A mudança acelerada na ciência e na economia "cria enormes oportunidades às empresas do conhecimento e abre espaço para a criação de riqueza de quem estiver melhor preparado." A afirmação é de António Murta, o engenheiro de sistemas empreendedor que lançou a holding Pathena, depois de ter impulsionado o crescimento da Sonae Distribuição como "merceeiro digital" e fundado e vendido a Enabler (software de retalho) ao gigante Wipro.

Sigamos o raciocínio  de Murta. A cada ano, a taxa de obsolescência de cada disciplina cientifica é de 25%. Ou seja, a cada três anos cada disciplina  é completamente renovada. "Esta taxa de mudança cria enormes oportunidades às empresas do conhecimento", refere  ao Expresso, antes da conferência Portugal em Exame  (Novas empresas, nova economia digital) em que participou esta terça-feira de tarde, em Braga. 

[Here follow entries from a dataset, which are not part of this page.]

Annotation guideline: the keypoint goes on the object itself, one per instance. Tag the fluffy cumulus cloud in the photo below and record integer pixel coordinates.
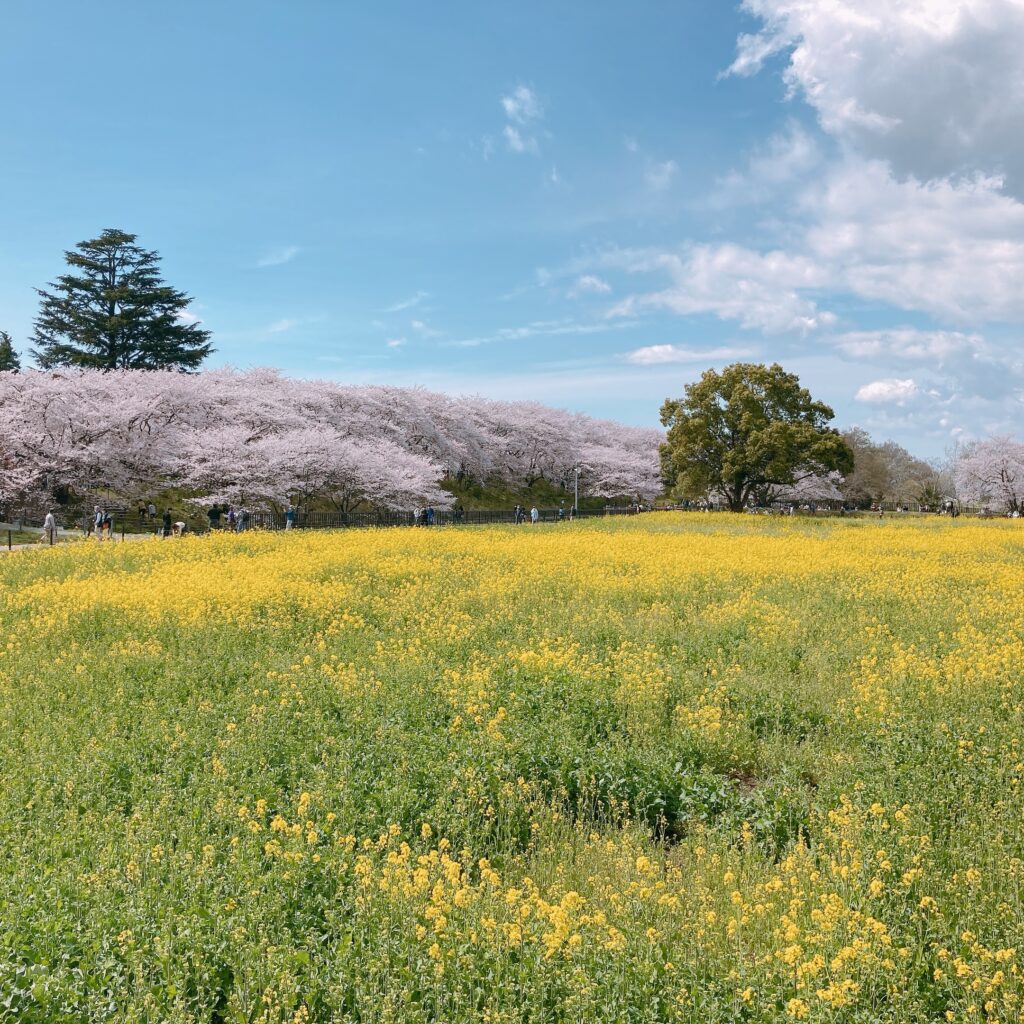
(652, 355)
(523, 113)
(935, 87)
(891, 389)
(760, 291)
(589, 284)
(914, 207)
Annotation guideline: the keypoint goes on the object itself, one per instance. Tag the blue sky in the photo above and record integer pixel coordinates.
(585, 204)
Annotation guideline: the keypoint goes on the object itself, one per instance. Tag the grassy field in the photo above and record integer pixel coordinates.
(675, 768)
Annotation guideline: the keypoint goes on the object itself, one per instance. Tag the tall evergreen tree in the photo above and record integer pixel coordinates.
(8, 357)
(113, 311)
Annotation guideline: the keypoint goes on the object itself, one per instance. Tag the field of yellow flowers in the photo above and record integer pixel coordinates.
(677, 768)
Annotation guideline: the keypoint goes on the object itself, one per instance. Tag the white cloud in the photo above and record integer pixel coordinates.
(951, 248)
(524, 112)
(522, 105)
(786, 158)
(551, 328)
(658, 174)
(413, 300)
(890, 390)
(280, 256)
(424, 330)
(656, 354)
(760, 291)
(589, 284)
(282, 326)
(934, 86)
(909, 344)
(518, 142)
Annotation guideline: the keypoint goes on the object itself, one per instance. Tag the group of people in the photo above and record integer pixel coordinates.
(227, 517)
(240, 519)
(519, 514)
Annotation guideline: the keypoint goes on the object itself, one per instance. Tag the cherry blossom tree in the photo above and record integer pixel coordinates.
(260, 437)
(992, 471)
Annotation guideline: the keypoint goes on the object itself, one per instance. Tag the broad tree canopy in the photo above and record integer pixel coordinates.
(113, 311)
(745, 430)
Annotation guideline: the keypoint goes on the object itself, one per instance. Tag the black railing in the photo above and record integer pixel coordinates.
(440, 517)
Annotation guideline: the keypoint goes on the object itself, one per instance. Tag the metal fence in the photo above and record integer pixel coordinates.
(440, 517)
(263, 519)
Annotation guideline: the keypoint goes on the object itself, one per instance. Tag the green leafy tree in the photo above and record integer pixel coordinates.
(745, 430)
(8, 357)
(113, 311)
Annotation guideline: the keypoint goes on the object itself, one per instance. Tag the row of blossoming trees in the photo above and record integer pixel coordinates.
(259, 437)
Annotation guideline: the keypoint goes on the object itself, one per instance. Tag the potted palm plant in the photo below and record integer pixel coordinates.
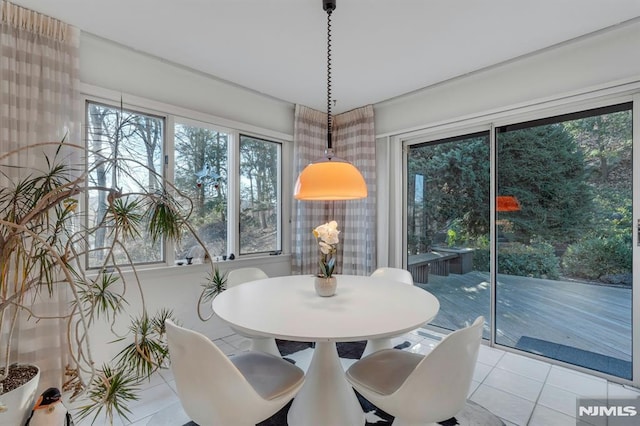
(44, 244)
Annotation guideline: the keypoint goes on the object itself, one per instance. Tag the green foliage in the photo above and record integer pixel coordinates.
(448, 187)
(593, 257)
(537, 260)
(327, 266)
(165, 219)
(543, 167)
(216, 284)
(147, 352)
(111, 390)
(98, 296)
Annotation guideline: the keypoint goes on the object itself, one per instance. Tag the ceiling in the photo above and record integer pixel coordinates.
(381, 48)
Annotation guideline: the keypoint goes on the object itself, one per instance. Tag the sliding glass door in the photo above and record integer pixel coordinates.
(564, 238)
(558, 255)
(448, 225)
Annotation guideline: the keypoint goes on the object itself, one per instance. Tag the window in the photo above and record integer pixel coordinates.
(231, 184)
(200, 173)
(124, 154)
(259, 195)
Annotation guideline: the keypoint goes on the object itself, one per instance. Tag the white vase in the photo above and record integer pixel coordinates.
(19, 402)
(325, 287)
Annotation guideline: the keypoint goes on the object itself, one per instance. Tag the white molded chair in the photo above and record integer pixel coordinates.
(416, 389)
(240, 276)
(241, 390)
(395, 274)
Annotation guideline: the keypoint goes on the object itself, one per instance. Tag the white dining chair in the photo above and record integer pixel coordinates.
(214, 389)
(417, 389)
(394, 274)
(240, 276)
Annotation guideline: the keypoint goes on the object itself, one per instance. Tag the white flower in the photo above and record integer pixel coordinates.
(327, 232)
(325, 248)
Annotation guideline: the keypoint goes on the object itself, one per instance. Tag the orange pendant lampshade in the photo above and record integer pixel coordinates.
(330, 178)
(507, 203)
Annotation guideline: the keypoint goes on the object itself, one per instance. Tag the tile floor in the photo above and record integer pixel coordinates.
(520, 390)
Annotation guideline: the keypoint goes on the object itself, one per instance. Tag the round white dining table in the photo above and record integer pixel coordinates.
(288, 308)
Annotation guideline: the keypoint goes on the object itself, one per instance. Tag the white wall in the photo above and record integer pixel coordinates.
(598, 60)
(604, 64)
(112, 66)
(106, 65)
(177, 288)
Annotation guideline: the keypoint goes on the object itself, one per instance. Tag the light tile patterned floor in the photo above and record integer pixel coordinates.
(520, 390)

O venture operator, que através da Pathena já investiu em 10 empresas que lidam com o conhecimento como matéria prima, participará no primeiro painel (Planeie como as grandes). Murta tem uma vivência multifacetada. Iniciou-se no empreendedorismo, logo que terminou o curso, com a F3M que venderia mais tarde. Na Enabler, o  financiamento inicial de 500 mil euros permitiu alavancar uma empresa que uma década depois estava avaliada em 250 milhões.

Capital inteligente
Murta  sempre quis "construir  o futuro" em vez de esperar que o futuro lhe aconteça, ele que pertence à Associação Americana de Futurologia. Nos investimentos,  é criterioso. "Não podemos atirar dinheiros aos problemas como os americanos. Temos de ser frugais, exigentes com o retorno do dinheiro aplicado", adverte.

O engenheiro acredita que o motor de crescimento reside nas empresas do conhecimento, com grande potencial de crescimento e vocação global. Defende as virtualidades do  investimento que atraia smart money  (capital inteligente). É o que pratica na Pathena. Nas startups  da era digital, o que conta não é o monte de notas ou quantidade de zeros, mas a qualidade e experiência do investidor, a sua capacidade para interferir e melhorar  o modelo de negócio e a cadeia de valor.